Not every business has six NICs per node. A minimal but functional configuration with four NICs:

Node 1 (pve1):
  ens18f0 → VLAN 10: Management    (10.10.1.1/24)
             VLAN 11: Corosync L0   (10.10.10.1/24)
  ens18f1 → VLAN 12: Corosync L1   (10.10.20.1/24)
  bond0 (ens19f0 + ens19f1) → Storage + Migration (10.10.40.1/24, MTU 9000)

Here, management and Corosync L0 share a physical interface via VLANs. This works as long as management traffic is minimal.

Common Mistakes and How to Avoid Them

1. Corosync over the storage network: A Ceph recovery saturates the network, Corosync loses the heartbeat, nodes get fenced. Always separate these.

2. MTU mismatch: A switch with MTU 1500 in the storage path fragments Jumbo Frames. Performance collapses, but there is no obvious error message — just inexplicably slow storage.

3. No second Corosync link: A single link is a single point of failure. A brief cable wobble leads to a split-brain scenario.

4. Spanning Tree on bridge ports: Proxmox bridges do not need STP (bridge-stp off). Enabled STP causes 30–50 second delays on link-up.

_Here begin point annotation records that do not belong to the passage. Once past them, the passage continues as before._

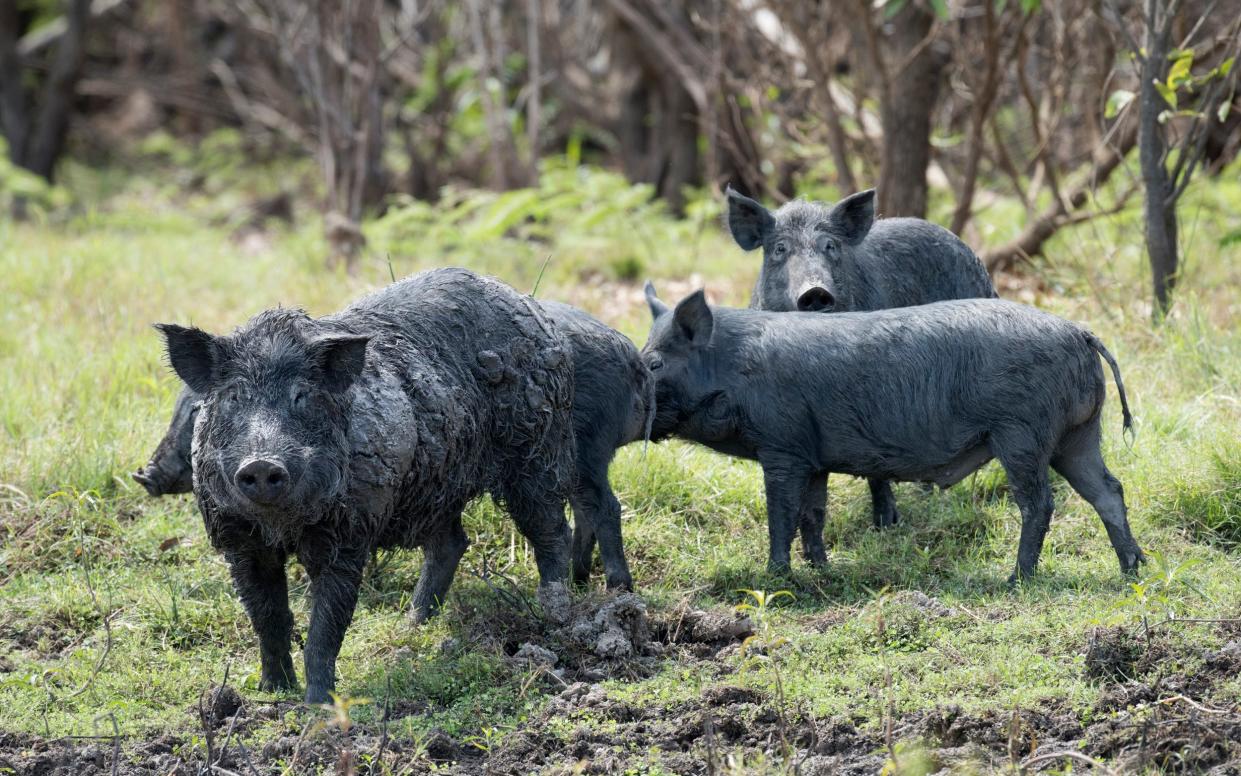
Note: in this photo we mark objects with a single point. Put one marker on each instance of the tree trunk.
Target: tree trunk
(1160, 209)
(906, 113)
(53, 116)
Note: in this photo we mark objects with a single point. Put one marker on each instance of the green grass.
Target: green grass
(85, 395)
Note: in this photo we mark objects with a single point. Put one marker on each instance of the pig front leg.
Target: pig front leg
(334, 582)
(786, 483)
(814, 514)
(258, 576)
(597, 515)
(882, 503)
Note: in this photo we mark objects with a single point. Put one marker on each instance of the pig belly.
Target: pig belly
(954, 469)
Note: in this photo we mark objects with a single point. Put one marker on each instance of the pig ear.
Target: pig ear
(853, 216)
(653, 301)
(341, 359)
(194, 355)
(748, 221)
(694, 318)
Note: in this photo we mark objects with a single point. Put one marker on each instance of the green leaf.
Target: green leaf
(891, 8)
(1168, 93)
(1116, 102)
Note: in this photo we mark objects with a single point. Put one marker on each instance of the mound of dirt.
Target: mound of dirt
(1112, 654)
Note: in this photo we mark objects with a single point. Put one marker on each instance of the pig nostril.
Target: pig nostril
(815, 299)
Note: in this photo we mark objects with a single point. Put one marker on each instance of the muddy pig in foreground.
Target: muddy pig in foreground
(921, 394)
(613, 396)
(329, 438)
(839, 258)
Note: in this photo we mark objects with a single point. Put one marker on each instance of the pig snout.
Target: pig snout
(263, 481)
(815, 298)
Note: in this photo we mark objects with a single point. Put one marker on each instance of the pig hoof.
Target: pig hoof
(556, 602)
(318, 695)
(623, 584)
(272, 684)
(887, 518)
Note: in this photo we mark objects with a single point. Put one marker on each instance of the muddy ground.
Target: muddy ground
(1144, 718)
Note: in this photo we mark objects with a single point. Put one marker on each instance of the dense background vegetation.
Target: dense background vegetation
(202, 176)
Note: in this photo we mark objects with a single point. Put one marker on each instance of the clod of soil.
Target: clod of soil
(533, 656)
(617, 628)
(221, 703)
(1111, 654)
(556, 602)
(921, 601)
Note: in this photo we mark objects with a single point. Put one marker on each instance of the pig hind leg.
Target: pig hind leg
(597, 510)
(786, 483)
(441, 553)
(814, 513)
(1080, 461)
(1026, 468)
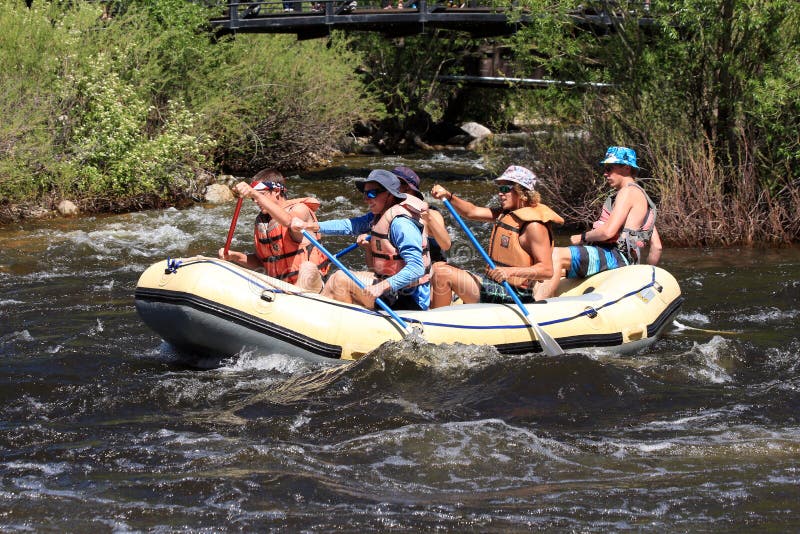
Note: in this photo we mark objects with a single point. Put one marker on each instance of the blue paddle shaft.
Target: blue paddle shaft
(355, 279)
(486, 257)
(548, 343)
(346, 250)
(349, 248)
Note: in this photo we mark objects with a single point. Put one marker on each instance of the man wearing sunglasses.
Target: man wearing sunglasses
(521, 244)
(438, 238)
(283, 253)
(626, 225)
(400, 271)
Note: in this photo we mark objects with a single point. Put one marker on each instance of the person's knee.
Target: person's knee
(441, 275)
(309, 277)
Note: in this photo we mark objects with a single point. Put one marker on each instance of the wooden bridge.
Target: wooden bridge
(310, 19)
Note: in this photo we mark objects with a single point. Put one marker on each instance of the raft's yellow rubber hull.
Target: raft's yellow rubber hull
(209, 308)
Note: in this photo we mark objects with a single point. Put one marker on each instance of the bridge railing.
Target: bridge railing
(252, 9)
(256, 8)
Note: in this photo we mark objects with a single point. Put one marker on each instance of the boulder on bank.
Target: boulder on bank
(475, 130)
(67, 208)
(218, 194)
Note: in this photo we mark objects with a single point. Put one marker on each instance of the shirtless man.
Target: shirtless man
(626, 225)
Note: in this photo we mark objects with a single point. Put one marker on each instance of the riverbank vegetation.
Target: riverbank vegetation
(135, 109)
(144, 107)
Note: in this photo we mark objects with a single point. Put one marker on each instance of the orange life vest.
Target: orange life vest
(504, 246)
(279, 253)
(386, 260)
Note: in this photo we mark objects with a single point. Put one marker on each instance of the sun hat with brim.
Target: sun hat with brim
(409, 177)
(385, 179)
(268, 185)
(620, 155)
(520, 175)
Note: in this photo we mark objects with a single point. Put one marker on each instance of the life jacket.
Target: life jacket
(279, 253)
(630, 241)
(504, 246)
(385, 257)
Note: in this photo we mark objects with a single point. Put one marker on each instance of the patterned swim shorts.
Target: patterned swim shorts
(494, 293)
(589, 259)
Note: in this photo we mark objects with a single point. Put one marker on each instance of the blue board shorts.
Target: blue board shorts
(587, 260)
(494, 293)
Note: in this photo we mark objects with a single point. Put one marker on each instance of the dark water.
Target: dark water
(102, 429)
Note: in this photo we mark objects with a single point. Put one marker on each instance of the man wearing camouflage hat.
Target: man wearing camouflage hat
(521, 244)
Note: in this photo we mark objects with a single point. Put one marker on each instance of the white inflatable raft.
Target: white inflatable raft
(208, 308)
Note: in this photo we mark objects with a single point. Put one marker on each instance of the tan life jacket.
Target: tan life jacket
(504, 246)
(281, 255)
(386, 260)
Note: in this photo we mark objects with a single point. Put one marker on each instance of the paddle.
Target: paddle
(233, 225)
(355, 279)
(348, 248)
(549, 345)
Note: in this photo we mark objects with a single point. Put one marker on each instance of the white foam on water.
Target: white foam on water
(252, 361)
(106, 286)
(696, 318)
(770, 315)
(52, 469)
(20, 335)
(96, 329)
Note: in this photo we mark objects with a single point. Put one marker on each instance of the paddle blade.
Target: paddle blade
(233, 225)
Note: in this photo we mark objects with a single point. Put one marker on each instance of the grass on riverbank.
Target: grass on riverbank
(136, 109)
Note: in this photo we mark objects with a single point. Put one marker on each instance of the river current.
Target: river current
(102, 427)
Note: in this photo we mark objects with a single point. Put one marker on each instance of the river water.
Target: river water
(102, 428)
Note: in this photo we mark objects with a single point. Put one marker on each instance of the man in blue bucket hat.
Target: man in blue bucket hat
(399, 267)
(616, 239)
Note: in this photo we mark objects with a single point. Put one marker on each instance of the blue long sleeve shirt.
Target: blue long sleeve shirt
(407, 239)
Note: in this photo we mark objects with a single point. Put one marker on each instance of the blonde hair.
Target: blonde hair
(529, 197)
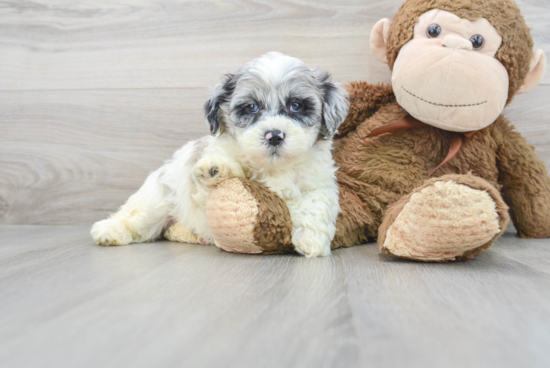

5. Bond without LACP counterpart: A bond in 802.3ad mode without a configured LACP group on the switch results in only one link being active.

Network Monitoring

Monitor network performance continuously:

# Check bandwidth per interface
iftop -i ens19f0

# Corosync status and latency
corosync-cfgtool -s

# Check bond status
cat /proc/net/bonding/bond0

Integrate these checks into your monitoring system (e.g., Checkmk, Zabbix, or DATAZONE Control) to detect problems early.

Conclusion

Thoughtful network design is the foundation of a stable Proxmox cluster. The investment in dedicated networks for Corosync, storage, and migration pays off during the first Ceph recovery or when migrating multiple VMs simultaneously. Plan the network before cluster installation — retrofitting requires maintenance windows and carries risks.